Secondly, it strips the Industrial Relations Commission (IRC) of its power to award any pay outcome outside of this figure — or indeed to award any outcome in respect of conditions that clashes with government policy.

And finally, it radically changes the understanding of what productivity is, and how to achieve it.

Let’s start with the 2.5 per cent policy: that this is a backward step for public sector workers is self-evident. It is important to note though that this is merely an extension of the former Labor government’s policy. It’s ugly, but the policy is not new.

The crippling of the IRC is a more radical step. The IRC has been often characterised as a boss’s court. Certainly for more militant unions, like the FBEU, the IRC has at times acted as a brake upon what on-the-job action we have taken. But they have also been a part of a 100 year social democratic consensus whereby the courts had a modicum of independence, and could act to curtail the more aggressive employers in their dealings with the less well organised. By binding their decisions to government policy the NSW Government has effectively removed them as a nominally independent umpire. This means that NSW public sector workers are the only workers in the country who do not have legal recourse when dealing with their employer.

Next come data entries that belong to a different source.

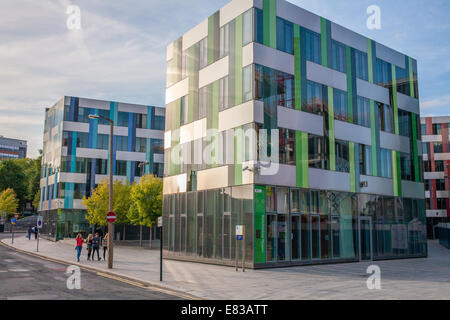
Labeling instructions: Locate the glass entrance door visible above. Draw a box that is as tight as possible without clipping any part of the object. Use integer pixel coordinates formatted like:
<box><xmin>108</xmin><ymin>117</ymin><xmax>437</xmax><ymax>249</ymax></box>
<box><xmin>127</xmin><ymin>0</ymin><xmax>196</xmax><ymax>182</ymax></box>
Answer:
<box><xmin>291</xmin><ymin>215</ymin><xmax>300</xmax><ymax>261</ymax></box>
<box><xmin>359</xmin><ymin>217</ymin><xmax>373</xmax><ymax>261</ymax></box>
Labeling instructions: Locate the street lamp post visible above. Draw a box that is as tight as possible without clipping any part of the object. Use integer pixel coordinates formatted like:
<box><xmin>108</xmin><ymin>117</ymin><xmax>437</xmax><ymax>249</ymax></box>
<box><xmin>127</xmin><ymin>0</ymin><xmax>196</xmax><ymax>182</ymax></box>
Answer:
<box><xmin>89</xmin><ymin>114</ymin><xmax>114</xmax><ymax>269</ymax></box>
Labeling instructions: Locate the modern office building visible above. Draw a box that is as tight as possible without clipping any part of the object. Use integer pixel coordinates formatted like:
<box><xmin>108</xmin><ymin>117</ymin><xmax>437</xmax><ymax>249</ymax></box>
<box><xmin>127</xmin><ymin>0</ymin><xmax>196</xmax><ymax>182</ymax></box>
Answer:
<box><xmin>0</xmin><ymin>136</ymin><xmax>27</xmax><ymax>161</ymax></box>
<box><xmin>163</xmin><ymin>0</ymin><xmax>427</xmax><ymax>268</ymax></box>
<box><xmin>39</xmin><ymin>97</ymin><xmax>165</xmax><ymax>239</ymax></box>
<box><xmin>420</xmin><ymin>116</ymin><xmax>450</xmax><ymax>239</ymax></box>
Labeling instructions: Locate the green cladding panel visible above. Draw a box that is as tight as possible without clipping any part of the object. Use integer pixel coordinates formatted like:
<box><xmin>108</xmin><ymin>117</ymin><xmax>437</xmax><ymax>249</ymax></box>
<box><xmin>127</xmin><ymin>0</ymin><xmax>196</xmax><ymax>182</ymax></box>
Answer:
<box><xmin>254</xmin><ymin>186</ymin><xmax>266</xmax><ymax>263</ymax></box>
<box><xmin>263</xmin><ymin>0</ymin><xmax>277</xmax><ymax>49</ymax></box>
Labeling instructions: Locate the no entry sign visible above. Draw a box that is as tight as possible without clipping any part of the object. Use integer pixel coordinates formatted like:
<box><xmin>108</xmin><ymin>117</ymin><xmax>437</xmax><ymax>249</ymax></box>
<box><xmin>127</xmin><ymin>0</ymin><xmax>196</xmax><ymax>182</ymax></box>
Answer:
<box><xmin>106</xmin><ymin>212</ymin><xmax>117</xmax><ymax>223</ymax></box>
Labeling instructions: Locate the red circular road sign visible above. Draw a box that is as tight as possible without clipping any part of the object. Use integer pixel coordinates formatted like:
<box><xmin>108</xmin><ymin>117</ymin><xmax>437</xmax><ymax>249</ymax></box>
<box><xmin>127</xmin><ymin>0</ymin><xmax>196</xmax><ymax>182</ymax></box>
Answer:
<box><xmin>106</xmin><ymin>212</ymin><xmax>117</xmax><ymax>223</ymax></box>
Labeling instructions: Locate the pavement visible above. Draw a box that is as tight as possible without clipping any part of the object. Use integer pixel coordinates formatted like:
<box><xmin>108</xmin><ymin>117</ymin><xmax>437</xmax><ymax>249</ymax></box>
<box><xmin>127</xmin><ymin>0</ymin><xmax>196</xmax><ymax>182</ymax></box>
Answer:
<box><xmin>2</xmin><ymin>232</ymin><xmax>450</xmax><ymax>300</ymax></box>
<box><xmin>0</xmin><ymin>235</ymin><xmax>180</xmax><ymax>300</ymax></box>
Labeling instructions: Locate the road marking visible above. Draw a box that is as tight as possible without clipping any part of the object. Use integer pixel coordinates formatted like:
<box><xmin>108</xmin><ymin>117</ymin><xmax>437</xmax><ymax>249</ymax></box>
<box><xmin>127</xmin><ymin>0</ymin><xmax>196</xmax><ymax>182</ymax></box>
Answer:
<box><xmin>97</xmin><ymin>272</ymin><xmax>199</xmax><ymax>300</ymax></box>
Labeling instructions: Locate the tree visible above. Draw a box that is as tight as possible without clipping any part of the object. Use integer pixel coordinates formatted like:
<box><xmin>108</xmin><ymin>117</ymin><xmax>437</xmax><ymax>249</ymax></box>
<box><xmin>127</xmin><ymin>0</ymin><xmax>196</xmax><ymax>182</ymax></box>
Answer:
<box><xmin>0</xmin><ymin>188</ymin><xmax>19</xmax><ymax>217</ymax></box>
<box><xmin>83</xmin><ymin>179</ymin><xmax>131</xmax><ymax>226</ymax></box>
<box><xmin>0</xmin><ymin>160</ymin><xmax>27</xmax><ymax>208</ymax></box>
<box><xmin>128</xmin><ymin>175</ymin><xmax>162</xmax><ymax>246</ymax></box>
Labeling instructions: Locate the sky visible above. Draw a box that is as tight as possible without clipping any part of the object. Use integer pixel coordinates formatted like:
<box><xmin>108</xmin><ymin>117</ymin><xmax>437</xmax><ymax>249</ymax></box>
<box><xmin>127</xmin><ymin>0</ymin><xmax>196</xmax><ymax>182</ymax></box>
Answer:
<box><xmin>0</xmin><ymin>0</ymin><xmax>450</xmax><ymax>157</ymax></box>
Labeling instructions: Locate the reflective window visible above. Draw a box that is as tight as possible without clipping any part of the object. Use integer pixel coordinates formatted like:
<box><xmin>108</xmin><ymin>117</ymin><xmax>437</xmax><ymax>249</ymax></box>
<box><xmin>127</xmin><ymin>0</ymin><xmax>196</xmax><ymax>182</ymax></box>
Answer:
<box><xmin>333</xmin><ymin>89</ymin><xmax>348</xmax><ymax>121</ymax></box>
<box><xmin>353</xmin><ymin>96</ymin><xmax>370</xmax><ymax>128</ymax></box>
<box><xmin>277</xmin><ymin>17</ymin><xmax>294</xmax><ymax>54</ymax></box>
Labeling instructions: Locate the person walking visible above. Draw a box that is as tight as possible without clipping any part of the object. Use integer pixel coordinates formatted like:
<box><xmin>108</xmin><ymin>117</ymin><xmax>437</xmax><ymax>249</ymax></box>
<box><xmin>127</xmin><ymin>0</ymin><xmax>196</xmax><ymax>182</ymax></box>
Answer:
<box><xmin>92</xmin><ymin>232</ymin><xmax>101</xmax><ymax>261</ymax></box>
<box><xmin>103</xmin><ymin>233</ymin><xmax>109</xmax><ymax>260</ymax></box>
<box><xmin>27</xmin><ymin>226</ymin><xmax>33</xmax><ymax>240</ymax></box>
<box><xmin>75</xmin><ymin>233</ymin><xmax>84</xmax><ymax>262</ymax></box>
<box><xmin>86</xmin><ymin>233</ymin><xmax>92</xmax><ymax>261</ymax></box>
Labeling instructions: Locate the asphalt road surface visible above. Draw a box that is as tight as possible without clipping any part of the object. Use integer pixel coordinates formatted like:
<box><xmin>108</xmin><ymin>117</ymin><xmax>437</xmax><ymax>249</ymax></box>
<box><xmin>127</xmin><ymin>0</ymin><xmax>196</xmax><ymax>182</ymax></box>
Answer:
<box><xmin>0</xmin><ymin>234</ymin><xmax>180</xmax><ymax>300</ymax></box>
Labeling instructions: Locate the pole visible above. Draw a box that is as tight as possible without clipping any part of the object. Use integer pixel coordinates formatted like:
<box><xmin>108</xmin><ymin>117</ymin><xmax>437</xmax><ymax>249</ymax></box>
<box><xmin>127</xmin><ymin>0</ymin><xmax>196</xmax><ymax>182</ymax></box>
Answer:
<box><xmin>159</xmin><ymin>227</ymin><xmax>163</xmax><ymax>281</ymax></box>
<box><xmin>108</xmin><ymin>120</ymin><xmax>114</xmax><ymax>269</ymax></box>
<box><xmin>242</xmin><ymin>231</ymin><xmax>245</xmax><ymax>272</ymax></box>
<box><xmin>235</xmin><ymin>236</ymin><xmax>239</xmax><ymax>271</ymax></box>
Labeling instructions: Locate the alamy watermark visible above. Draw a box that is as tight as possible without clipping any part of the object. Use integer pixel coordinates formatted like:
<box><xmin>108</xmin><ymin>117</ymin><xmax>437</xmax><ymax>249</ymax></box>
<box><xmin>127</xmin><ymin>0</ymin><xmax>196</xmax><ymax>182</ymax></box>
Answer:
<box><xmin>66</xmin><ymin>265</ymin><xmax>81</xmax><ymax>290</ymax></box>
<box><xmin>66</xmin><ymin>5</ymin><xmax>81</xmax><ymax>30</ymax></box>
<box><xmin>366</xmin><ymin>4</ymin><xmax>381</xmax><ymax>30</ymax></box>
<box><xmin>366</xmin><ymin>265</ymin><xmax>381</xmax><ymax>290</ymax></box>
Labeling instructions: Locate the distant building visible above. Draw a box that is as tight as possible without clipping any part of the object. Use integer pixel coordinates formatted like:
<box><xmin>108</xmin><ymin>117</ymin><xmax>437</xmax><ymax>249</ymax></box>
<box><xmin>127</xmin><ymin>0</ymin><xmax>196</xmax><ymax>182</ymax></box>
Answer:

It is on the question of productivity that the truly radical nature of the O’Farrell legislation becomes apparent. Since the Hawke/Keating Accord with the union movement in the 1980s productivity has been enshrined at the heart of wage negotiation. Convincing the labour movement to accept this was a central part of Labor’s modernising project for Australian capital, and was arguably the beginning of the union movement’s long-term decline. Regardless, there has been an expectation for 30 years that increased productivity be recognised through wage increases.

This is now a thing of the past in the NSW public sector. Instead "employee related cost offsets" is the sole basis on which real wage maintenance can be achieved.

This means that either jobs or conditions will have to be sacrificed for workers to maintain their real wages. For firefighters in particular this leaves us with a choice we cannot be expected to make. Either we see our wages go backward — or we sell off firefighters’ jobs and conditions so that those remaining can see pay rises that match inflation. Either we lose — or the community more broadly does.

Yesterday’s action was the first round of what will be a long fight. But O’Farrell has in a sense made it easy for us. The scale of this attack is such that we have no alternative but to fight. And while the Coalition enjoys a substantial majority in the Legislative Assembly, that majority is not nearly big enough to staff every fire station, every school, every hospital, every bus, and every other public sector workplace in the state.